AIDS activists in Georgia have decried the state’s ADAP waiting list, which was the largest in the U.S. earlier this year. But efforts by state health officials to move people from the waiting list to the Pre-Existing Condition Insurance Plan made possible by President Obama’s healthcare reform bill in 2010 helped dramatically pare it down.
Now, the state’s ADAP waiting list includes 429 people, second only to Virginia’s 579. That’s a drastic reduction from the 1,320-person waiting list Georgia faced as recently as February.

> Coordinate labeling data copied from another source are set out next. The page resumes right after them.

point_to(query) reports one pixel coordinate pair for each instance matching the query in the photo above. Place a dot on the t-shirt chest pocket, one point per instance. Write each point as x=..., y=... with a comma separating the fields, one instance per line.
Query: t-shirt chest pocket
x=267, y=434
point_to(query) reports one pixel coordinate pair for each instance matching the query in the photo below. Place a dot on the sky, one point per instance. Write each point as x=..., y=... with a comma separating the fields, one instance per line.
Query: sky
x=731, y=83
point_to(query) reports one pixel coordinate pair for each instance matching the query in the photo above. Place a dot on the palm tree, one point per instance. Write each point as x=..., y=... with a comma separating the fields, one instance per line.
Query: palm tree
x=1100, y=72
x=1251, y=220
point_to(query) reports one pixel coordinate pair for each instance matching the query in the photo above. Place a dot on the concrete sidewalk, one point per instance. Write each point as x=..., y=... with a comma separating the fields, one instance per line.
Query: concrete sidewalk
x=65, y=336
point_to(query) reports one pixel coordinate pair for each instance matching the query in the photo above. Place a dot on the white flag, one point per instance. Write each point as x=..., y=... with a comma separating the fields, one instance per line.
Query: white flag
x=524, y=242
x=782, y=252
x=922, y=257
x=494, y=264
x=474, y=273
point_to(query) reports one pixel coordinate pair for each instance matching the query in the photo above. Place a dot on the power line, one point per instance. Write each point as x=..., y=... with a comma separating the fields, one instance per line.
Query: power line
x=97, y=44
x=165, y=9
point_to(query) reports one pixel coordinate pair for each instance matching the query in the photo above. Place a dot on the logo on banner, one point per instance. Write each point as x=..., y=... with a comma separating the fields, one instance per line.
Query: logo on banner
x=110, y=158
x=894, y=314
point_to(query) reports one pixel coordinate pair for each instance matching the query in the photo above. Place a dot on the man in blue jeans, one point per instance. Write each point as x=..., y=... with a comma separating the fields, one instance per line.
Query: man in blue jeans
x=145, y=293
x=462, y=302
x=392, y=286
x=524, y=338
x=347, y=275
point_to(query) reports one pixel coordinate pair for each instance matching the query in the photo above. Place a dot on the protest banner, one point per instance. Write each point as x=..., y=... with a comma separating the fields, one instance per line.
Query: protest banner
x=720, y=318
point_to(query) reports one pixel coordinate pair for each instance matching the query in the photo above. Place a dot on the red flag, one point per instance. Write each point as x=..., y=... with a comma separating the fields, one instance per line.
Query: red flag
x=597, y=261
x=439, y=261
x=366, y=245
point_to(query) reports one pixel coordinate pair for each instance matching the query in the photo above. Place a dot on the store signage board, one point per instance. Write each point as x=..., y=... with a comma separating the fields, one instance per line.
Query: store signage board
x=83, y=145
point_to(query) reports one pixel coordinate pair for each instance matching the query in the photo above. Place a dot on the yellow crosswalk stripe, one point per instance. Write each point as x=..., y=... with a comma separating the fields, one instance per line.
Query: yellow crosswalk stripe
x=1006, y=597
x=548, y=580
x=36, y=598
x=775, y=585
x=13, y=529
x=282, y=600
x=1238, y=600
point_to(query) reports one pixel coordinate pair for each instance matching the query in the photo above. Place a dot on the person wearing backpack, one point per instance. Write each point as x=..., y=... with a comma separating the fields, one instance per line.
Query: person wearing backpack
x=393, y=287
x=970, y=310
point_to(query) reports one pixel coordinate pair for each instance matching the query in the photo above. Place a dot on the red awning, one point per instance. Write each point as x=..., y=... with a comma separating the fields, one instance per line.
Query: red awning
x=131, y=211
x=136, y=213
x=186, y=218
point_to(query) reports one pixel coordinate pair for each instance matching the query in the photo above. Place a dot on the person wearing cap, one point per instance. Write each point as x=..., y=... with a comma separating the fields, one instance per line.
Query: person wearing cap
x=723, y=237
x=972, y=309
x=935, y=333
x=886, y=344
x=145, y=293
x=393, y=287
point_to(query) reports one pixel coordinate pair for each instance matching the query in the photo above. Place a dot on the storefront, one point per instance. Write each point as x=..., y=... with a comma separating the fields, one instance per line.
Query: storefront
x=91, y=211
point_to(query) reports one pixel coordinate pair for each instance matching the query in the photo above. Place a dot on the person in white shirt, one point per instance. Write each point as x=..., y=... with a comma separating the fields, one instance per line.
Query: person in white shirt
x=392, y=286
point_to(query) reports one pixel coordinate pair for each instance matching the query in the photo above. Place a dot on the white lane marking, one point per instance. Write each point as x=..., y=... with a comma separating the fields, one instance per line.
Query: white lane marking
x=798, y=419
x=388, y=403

“The funding awarded today should greatly reduce the number of individuals on ADAP waiting lists as well as assist ADAPs in continuing to enroll new clients into their programs,” Julie Scofield, executive director of the National Alliance of State & Territorial AIDS Directors, said in a prepared statement.
NASTAD monitors waiting lists through its monthly ADAP Watch reports.
Jeff Graham, executive director of Georgia Equality, said it’s not yet clear if the $8.43 million being funneled to the state is enough to clear the ADAP waiting list. Georgia Equality has partnered with other agencies to lobby state officials to address the ADAP waiting list. Federal health officials said Thursday that based on estimates provided by states, the nearly $80 milion in grants will eliminate ADAP waiting lists.